Senza macchia

La deposizione di Monica Lewinsky nel 1999

Monica Lewinsky – alla quale certamente dobbiamo quasi tutti delle scuse, per il sorrisetto malizioso con cui abbiamo pronunciato il suo nome, scherzato sulla sua apparizione e malignato sulla sua intimità in un luogo poco consono all’intimità – ha deciso, ci informano le cronache, di trasformare l’onta in orgoglio e farsi paladina di chi viene vessato da un potente, anzi, più precisamente, di impegnarsi in una battaglia contro quell’atteggiamento di sopraffazione sui più deboli, perpetrato con spavalderia arrogante e sfrontata specialmente in ambienti scolastici o giovanili, mettendo in atto violenze fisiche e psicologiche – così la Treccani definisce il bullismo – o più esattamente ancora contro il cyberbullismo, vale a dire il bullismo virtuale compiuto mediante la rete telematica.
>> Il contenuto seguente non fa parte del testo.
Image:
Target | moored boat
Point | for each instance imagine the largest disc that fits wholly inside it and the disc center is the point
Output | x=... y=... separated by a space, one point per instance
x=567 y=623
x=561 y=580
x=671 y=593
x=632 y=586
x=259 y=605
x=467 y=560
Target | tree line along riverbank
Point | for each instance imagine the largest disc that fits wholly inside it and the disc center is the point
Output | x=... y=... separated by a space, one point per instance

La causa è nobile ed un tempo si sarebbe detto Dio gliene renda merito, perché non sono pochi a ritenere che il cyberbullismo sia una piaga sociale in espansione nei modi e nei metodi nient’affatto dissimile a soprusi con cui in un’epoca che avremmo voluto potesse essere dimenticata, si è tentato di distruggere etnie intere e minoranze e popolazioni prive di un esercito con cui difendersi.

E, a leggere i resoconti, la stagista della Casa Bianca si è imbarcata in questa crociata anche con una buona dose di capacità espressiva: lo scorso anno un suo articolo comparso su Vanity fair riguardo la cultura dell’umiliazione fu segnalato – ebbe una nomination, scrivono i miei colleghi – a un premio di giornalismo. Non solo: nella relazione che ha svolto in uno di quegli encomiabili cicli di conferenze organizzati dal Technology Entertainment Design (Ted) dedicato a “Verità e coraggio”, dal titolo La cultura dell’umiliazione, Monica Lewinsky, avrebbe, stando a quanto riporta Federico Rampini su Repubblica, esibito una buona dose di ironia: «Sono l’unica quarantenne che non vorrebbe per nessuna ragione tornare ad avere 22 anni», avrebbe detto dinanzi ai suoi ascoltatori riferendo che a quell’età si innamorò del proprio boss imparando sulla propria pelle le conseguenze.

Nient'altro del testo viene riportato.